Correspondence of form with the swooning Mary group

The helpless Lidwina and the two women assisting her are the core of the woodcut. A similar group of three is often depicted in paintings on the crucifixion. This group of three is known as the swooning Mary group. The Virgin Mary faints, is caught by John and supported by her half sister Mary of Cleophas. The group is always depicted left of the cross and has iconographic significance.


Rogier van der Weyden, Descent of Christ from the Cross, c. 1435, Museo del Prado, Madrid.

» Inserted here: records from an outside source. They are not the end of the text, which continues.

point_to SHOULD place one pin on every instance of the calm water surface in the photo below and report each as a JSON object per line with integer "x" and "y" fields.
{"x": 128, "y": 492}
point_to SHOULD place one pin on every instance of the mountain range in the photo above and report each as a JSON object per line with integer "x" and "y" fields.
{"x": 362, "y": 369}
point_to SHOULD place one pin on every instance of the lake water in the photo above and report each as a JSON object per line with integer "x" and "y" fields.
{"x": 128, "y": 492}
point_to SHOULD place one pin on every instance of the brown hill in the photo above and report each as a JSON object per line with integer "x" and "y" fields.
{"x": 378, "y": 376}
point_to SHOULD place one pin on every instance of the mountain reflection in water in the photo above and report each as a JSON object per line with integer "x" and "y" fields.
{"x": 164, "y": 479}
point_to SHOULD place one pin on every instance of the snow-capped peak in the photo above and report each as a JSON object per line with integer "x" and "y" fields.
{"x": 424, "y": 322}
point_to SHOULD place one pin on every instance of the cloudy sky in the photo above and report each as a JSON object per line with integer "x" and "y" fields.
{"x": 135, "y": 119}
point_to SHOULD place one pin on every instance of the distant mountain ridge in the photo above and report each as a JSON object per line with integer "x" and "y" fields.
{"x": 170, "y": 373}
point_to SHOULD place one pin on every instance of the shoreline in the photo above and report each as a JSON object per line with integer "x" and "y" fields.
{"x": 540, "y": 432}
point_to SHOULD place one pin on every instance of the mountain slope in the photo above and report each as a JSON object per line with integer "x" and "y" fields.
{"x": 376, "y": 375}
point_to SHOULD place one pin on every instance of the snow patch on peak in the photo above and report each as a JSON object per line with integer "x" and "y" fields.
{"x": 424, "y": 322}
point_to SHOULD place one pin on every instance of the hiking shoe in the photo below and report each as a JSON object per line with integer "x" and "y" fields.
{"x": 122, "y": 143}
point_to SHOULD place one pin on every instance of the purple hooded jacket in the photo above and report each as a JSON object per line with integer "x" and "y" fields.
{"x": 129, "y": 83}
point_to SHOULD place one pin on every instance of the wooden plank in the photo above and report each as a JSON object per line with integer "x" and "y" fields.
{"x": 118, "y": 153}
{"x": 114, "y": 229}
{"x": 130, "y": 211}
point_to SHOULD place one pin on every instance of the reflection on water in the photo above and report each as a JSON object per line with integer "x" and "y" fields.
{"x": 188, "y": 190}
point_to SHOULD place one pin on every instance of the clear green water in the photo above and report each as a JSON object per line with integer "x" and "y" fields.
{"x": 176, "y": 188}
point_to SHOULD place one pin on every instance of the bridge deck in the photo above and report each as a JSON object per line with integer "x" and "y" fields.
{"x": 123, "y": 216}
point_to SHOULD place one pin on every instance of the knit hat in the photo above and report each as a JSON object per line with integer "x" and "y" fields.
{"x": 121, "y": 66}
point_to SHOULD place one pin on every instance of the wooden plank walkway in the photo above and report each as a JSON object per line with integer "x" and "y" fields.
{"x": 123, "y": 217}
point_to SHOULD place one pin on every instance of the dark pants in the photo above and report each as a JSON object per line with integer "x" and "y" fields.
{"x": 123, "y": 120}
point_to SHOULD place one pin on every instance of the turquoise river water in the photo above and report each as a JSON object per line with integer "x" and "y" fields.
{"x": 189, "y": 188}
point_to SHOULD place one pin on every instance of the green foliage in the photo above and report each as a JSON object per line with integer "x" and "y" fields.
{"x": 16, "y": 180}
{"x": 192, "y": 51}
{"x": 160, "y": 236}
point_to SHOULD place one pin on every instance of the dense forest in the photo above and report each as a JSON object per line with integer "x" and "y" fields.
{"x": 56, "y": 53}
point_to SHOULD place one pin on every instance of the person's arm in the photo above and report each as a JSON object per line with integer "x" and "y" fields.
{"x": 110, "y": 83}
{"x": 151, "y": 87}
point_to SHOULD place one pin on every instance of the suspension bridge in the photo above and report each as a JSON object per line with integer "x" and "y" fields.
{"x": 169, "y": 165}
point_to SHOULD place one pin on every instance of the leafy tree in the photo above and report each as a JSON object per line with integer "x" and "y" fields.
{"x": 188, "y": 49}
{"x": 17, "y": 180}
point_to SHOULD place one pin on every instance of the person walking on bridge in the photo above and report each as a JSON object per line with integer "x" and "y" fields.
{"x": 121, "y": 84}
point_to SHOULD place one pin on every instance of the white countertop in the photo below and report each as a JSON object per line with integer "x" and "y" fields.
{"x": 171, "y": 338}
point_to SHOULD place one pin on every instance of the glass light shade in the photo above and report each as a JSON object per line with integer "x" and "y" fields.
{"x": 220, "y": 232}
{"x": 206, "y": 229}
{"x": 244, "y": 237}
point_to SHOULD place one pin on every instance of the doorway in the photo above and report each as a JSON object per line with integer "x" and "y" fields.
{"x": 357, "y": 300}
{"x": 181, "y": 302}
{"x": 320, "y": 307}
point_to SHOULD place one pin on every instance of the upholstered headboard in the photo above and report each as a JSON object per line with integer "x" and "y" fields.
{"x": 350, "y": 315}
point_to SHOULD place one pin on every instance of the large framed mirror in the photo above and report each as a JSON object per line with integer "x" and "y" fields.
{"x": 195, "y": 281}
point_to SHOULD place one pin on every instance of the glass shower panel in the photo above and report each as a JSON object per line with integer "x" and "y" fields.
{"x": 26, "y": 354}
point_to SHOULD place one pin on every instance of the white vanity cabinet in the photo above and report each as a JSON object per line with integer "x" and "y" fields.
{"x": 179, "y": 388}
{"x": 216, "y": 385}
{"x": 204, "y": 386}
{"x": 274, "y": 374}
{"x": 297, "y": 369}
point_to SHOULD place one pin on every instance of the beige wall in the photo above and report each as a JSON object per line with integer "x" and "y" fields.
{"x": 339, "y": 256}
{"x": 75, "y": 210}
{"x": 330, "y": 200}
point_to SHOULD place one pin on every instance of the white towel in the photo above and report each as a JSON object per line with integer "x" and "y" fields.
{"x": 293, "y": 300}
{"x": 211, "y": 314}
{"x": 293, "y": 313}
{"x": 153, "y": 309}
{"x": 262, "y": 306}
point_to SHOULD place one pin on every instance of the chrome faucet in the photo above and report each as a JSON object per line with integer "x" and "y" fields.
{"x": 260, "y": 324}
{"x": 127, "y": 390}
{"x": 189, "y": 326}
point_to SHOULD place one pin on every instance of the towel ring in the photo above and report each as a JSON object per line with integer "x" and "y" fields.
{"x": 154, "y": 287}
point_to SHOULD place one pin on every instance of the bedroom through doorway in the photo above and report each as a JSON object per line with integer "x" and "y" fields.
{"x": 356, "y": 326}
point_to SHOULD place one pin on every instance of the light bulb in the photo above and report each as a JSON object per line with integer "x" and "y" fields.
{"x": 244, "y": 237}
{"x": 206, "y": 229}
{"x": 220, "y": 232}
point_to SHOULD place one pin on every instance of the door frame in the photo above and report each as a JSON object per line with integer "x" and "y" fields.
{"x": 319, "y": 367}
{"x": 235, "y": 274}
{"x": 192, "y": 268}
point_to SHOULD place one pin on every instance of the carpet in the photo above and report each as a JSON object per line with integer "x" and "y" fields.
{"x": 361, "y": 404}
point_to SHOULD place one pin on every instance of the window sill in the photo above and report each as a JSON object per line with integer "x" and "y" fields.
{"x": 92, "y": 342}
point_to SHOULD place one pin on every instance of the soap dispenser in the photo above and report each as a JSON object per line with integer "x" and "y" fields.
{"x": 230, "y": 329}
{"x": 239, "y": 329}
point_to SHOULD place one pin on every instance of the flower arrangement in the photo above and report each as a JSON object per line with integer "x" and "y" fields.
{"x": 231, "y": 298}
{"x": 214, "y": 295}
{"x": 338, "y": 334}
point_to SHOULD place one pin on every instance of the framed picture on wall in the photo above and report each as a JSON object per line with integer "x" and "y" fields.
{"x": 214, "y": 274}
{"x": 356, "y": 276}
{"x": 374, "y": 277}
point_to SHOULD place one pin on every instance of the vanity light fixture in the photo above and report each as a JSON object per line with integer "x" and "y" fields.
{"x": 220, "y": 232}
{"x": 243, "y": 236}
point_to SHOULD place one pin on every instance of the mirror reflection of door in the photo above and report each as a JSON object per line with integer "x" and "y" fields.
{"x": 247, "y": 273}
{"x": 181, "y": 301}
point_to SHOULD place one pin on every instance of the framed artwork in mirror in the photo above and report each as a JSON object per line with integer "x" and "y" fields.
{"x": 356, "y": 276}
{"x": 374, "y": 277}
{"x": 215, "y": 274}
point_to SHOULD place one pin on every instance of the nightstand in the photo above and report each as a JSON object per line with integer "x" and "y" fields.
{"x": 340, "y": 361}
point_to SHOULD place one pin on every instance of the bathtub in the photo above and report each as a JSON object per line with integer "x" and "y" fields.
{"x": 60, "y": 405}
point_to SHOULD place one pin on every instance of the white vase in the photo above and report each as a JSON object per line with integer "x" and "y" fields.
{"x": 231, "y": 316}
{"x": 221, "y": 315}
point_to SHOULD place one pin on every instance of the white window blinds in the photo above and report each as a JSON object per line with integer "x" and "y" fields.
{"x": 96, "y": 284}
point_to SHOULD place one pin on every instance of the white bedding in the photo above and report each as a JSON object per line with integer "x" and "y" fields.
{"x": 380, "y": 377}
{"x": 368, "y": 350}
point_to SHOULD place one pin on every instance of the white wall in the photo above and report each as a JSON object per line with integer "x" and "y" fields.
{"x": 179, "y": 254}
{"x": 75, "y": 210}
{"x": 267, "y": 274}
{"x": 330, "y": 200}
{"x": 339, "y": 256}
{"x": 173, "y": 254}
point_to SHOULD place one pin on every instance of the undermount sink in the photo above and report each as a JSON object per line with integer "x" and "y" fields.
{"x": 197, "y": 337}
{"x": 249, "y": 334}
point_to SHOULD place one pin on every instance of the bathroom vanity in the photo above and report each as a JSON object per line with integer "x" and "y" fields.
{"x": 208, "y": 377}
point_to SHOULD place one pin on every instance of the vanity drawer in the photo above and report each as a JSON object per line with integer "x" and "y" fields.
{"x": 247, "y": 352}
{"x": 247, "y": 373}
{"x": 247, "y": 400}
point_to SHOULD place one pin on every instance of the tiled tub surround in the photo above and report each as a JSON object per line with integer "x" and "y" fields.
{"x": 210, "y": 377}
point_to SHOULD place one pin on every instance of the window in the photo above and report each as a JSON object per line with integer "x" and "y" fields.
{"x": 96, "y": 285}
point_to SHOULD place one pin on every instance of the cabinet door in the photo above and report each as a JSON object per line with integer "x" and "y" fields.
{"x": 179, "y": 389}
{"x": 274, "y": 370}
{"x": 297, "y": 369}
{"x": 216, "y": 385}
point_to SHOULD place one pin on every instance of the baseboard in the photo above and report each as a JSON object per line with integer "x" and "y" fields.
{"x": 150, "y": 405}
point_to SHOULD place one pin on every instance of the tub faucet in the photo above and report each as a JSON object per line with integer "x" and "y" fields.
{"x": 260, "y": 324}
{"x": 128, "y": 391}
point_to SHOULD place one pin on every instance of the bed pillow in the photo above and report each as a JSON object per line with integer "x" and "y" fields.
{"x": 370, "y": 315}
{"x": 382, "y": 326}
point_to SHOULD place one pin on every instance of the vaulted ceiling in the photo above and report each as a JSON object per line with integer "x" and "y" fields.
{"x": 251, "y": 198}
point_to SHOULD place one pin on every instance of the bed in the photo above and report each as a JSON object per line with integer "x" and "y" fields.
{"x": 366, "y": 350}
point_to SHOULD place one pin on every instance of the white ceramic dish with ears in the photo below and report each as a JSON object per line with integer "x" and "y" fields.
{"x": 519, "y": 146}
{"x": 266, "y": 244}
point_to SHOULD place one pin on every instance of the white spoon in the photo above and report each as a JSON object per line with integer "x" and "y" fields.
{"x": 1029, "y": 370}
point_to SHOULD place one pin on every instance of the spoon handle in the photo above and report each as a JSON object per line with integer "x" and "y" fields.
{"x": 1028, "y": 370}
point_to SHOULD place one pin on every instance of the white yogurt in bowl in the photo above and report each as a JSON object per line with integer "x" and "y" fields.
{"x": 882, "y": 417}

A fine example of a swooning Mary group is the Descent of Christ from the Cross by Rogier van der Weyden dating from c. 1435. (ill. 2) Note the pose of St John, his hand on Mary’s shoulder, the bent knee and the foot emerging from under his clothes. This pose is identical to that of the woman supporting Lidwina. The position of her right hand and the bent knee are the same. Her foot also emerges from under her dress, though she is wearing what is called in Dutch a ‘prikschaats’, a skate with a spike close to the toe. There is clearly a correspondence of form here. Lidwina’s pose in the woodcut matches that of the swooning Mary in the painting.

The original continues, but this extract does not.